I have some more in the book "Memoirs of a Survivor" Sergei Golitsyn mentions his ex-princely family their friends and some peasants were upset. The Tolstoy family was also upset. The Russian Revolution ,Pipes says no one bothered to ask the peasants how they felt but some who had profited by the tsarist land reforms must have been saddened. Note: by this time July 1918 the IF was Old news so to speak and many people were just trying to survive as the former Empire slid into civil war.

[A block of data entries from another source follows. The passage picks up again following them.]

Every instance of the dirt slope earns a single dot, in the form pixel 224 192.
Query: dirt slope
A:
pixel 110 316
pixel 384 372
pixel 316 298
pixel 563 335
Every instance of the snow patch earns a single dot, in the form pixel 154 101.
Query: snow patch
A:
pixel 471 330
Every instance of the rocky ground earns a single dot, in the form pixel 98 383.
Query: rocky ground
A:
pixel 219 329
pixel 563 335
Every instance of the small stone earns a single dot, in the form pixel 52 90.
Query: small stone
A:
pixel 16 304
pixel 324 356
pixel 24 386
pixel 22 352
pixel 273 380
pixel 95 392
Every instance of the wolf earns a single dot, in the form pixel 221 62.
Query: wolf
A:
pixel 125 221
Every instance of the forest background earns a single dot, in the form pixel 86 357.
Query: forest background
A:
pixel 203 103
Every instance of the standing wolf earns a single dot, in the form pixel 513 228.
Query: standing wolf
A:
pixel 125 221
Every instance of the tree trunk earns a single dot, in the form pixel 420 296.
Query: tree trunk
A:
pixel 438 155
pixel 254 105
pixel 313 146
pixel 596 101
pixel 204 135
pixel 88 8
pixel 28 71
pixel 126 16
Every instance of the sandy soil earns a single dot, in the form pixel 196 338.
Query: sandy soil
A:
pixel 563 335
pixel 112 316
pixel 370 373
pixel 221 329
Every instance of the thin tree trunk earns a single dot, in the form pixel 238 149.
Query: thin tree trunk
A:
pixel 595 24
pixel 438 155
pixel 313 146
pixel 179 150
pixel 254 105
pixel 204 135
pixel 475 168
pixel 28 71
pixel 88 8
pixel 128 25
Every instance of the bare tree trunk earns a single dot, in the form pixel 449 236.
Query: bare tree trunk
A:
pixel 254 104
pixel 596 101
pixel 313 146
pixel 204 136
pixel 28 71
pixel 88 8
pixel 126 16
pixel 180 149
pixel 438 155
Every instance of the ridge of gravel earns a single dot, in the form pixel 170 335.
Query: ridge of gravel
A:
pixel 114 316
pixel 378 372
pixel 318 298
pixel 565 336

Well, the latter may be true , as well as earlier recognition here that the Russian populace had experienced , and still were, great hardship, even suffering during the war and then in the early Civil War. But what we are considering here is its reaction, not actions, to the news of the IF's  execution. In other words their feelings and thoughts. Hearing the news about the killings is literally a matter of seconds,however long it takes to hear "They've shot Nicholas!", or "they've killed  the whole Imperial Family!"

The least we can say is that opinion, feelings, varied, depending on politics, personal experience of the Russian, loyalty to the Tsar or lack thereof. All the varied and likely responses.  But I don't know that even strong  personal preoccupations in the struggle for survival on a daily basis in Russia of that time would preclude a reaction of sadness, sympathy, shock, or outrage,  as the case may be, if those emotions were otherwise still possible in the auditors of the news.